Monitoring and management of spinal cord ischemia during thoracic aortic repair: Rapid overview*
Intraoperative continuous neuromonitoring of MEPs and/or SSEPs are used to identify any evidence of spinal cord ischemia. The following overview of intraoperative treatment of spinal cord ischemia assumes preoperative placement of an intra-arterial catheter for continuous monitoring of MAP and a lumbar intrathecal catheter for continuous monitoring of CSF pressure.

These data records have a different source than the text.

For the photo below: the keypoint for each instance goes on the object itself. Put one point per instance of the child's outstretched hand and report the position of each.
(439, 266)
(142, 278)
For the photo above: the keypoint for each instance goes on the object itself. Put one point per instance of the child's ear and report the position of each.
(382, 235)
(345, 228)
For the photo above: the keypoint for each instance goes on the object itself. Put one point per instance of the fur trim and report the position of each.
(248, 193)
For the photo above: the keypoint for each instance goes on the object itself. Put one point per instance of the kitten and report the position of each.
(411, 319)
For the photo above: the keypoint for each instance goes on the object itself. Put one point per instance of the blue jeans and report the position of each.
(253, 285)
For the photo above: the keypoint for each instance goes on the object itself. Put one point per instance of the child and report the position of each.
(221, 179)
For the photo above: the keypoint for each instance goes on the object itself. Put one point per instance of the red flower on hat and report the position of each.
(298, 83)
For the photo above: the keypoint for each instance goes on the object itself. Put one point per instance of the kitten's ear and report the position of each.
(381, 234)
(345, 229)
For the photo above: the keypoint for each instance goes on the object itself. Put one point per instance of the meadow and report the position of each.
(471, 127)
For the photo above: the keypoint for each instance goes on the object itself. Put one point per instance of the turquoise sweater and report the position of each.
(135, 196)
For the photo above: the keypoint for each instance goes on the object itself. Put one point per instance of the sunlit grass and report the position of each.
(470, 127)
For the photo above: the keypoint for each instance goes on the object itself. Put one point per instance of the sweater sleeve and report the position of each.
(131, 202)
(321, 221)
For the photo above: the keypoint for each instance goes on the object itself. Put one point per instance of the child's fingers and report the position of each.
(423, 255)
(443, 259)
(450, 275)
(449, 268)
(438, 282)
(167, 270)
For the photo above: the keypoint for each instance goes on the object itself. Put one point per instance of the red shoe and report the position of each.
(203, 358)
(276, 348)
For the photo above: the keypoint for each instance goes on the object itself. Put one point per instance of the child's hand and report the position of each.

Assessments and communications
  • If the neuromonitoring technician reports spinal cord ischemia, immediately communicate regarding specific evidence
  • Check anesthetic agents and doses to assess possible interference with neuromonitoring*
  • Communicate with surgeon to assess potential effects of surgical procedure on spinal cord perfusion
  • Assess MAP and prepare to treat if MAP is <80 mmHg
  • Assess CSF pressure and prepare to treat if CSF pressure is >10 mmHg
  • Calculate SCPP: SCPP = MAP minus CSF pressure
Initial treatment
  • Increase MAP to ≥80 mmHg in 5 mmHg increments, up to 100 mmHg:
    • Administer vasopressor therapy
    • Expand intravascular volume (if appropriate)
  • Drain CSF via intrathecal drain to decrease CSF pressure to 8 to 10 mmHg:
    • Limit CSF drainage to <20 mL during the first hour of surgery
    • Limit CSF drainage to <40 mL during any four-hour period
  • Recalculate SCPP; maintain SCPP ≥70 mmHg:
    • Also check CVP; if CVP>CSF pressure, increase MAP further to increase the likelihood that SCPP is maintained ≥70 mmHg
  • Ensure optimal oxygen delivery to the spinal cord:
    • Maintain adequate cardiac output
    • Maintain optimal O2 content in blood perfusing the spinal cord (high arterial PaO2, high Hgb saturation, adequate Hgb level ≥8 mg/dL)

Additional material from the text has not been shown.